In painstaking experiment that may help revise our view of depression,
a team of the Johns Hopkins University School of medicine found the
rats given Prozac did not merely experience a change in their brain
chemistry but also grew new nerve fibers in mood-critical areas. This
finding, which suggests that depression reflects problem of fine
neural structure and not just chemistry (the prevailing model), should
bolster the emerging "network hypothesis" of mood.

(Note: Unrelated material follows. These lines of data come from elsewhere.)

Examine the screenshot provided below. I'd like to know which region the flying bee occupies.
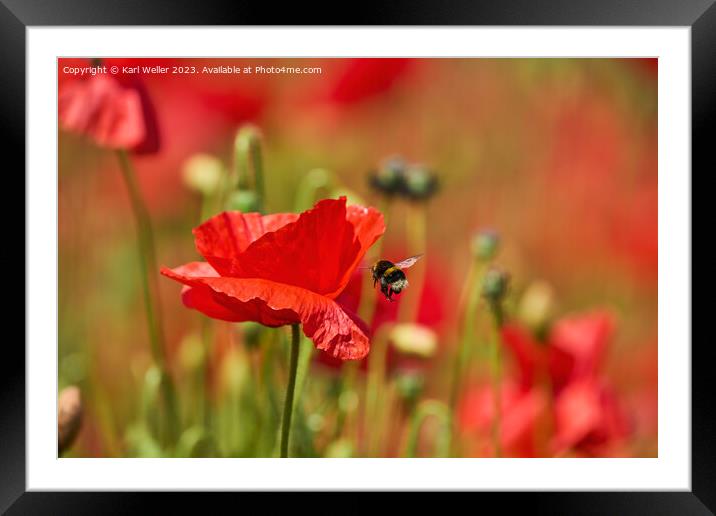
[365,254,423,301]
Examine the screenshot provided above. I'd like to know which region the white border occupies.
[26,27,691,490]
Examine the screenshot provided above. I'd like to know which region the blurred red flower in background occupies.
[502,311,628,455]
[329,58,412,103]
[58,74,159,154]
[162,197,385,360]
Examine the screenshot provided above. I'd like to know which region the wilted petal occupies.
[194,211,298,276]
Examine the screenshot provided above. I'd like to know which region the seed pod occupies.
[390,323,438,358]
[57,385,82,454]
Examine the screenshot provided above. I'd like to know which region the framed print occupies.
[0,1,716,514]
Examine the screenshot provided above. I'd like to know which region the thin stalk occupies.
[405,400,451,458]
[398,202,428,322]
[281,324,301,458]
[117,150,179,442]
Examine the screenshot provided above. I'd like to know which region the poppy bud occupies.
[472,229,500,262]
[182,154,224,197]
[518,281,554,331]
[482,267,510,304]
[389,323,438,358]
[226,190,261,213]
[369,156,406,196]
[179,333,204,371]
[57,385,82,454]
[395,371,425,404]
[403,165,438,201]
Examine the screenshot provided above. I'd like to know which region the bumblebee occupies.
[368,254,423,301]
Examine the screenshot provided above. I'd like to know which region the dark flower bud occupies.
[369,156,406,196]
[472,229,500,262]
[57,385,82,454]
[403,165,438,201]
[226,190,261,213]
[482,267,510,304]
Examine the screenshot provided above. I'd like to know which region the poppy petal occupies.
[162,263,370,360]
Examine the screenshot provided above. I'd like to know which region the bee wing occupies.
[395,254,423,269]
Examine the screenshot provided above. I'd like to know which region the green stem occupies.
[448,261,484,456]
[117,150,179,442]
[405,400,450,458]
[281,324,301,458]
[398,202,428,322]
[358,199,392,322]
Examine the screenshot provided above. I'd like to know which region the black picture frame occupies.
[0,0,716,515]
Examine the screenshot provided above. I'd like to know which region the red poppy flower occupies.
[553,379,629,456]
[58,74,159,154]
[162,197,385,360]
[458,381,546,457]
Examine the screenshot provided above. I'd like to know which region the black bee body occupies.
[371,258,417,301]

Over the past quarter of century, it has become doctrine that
depression is primarily chemical issue. The prevailing model holds
that depression occurs largely because shortages of the
neurotransmitter serotonin in key synapses dampen mood-regulating
neural signaling, opening the door to the depression. But the recent
result indicate that mood disorders stem at least partly from frail
synaptic structures such as weak nerve ending and dead fibers, which
cause signaling breakdowns.

Trough intricate staining techniques, the Hopkins team found that rats
treated whit Prozac grew more axons-the neural branches that send
messages-on serotonin-sensitive neurons in cortical and forebrain
areas crucial to mood. Lijun Zhou, a researcher in neuro-surgery,
proposes that this local change is "the key structural effect of
serotonin anti-depressants" and may help explain some successful anti
depressant therapy. The findings meet with other recent human studies
showing that both drug and talk therapy, when successful, raise levels
of pervasive brain-growth chemicals called neurotrophins. Shortages of
neurotropins may contribute to the original structural weakening of
neural-network circuits.

"This is one of the first (studies) to report anatomical changes in
response to the drugs," say University of Helsinki neuroscientist Eero
Castren, a specialist in neurothropins and network theory. "It should
help tell us where to look in humans for markers of similar change."
That, in turn, could produce a richer understanding of depression, as
well as more possibilities for treatment.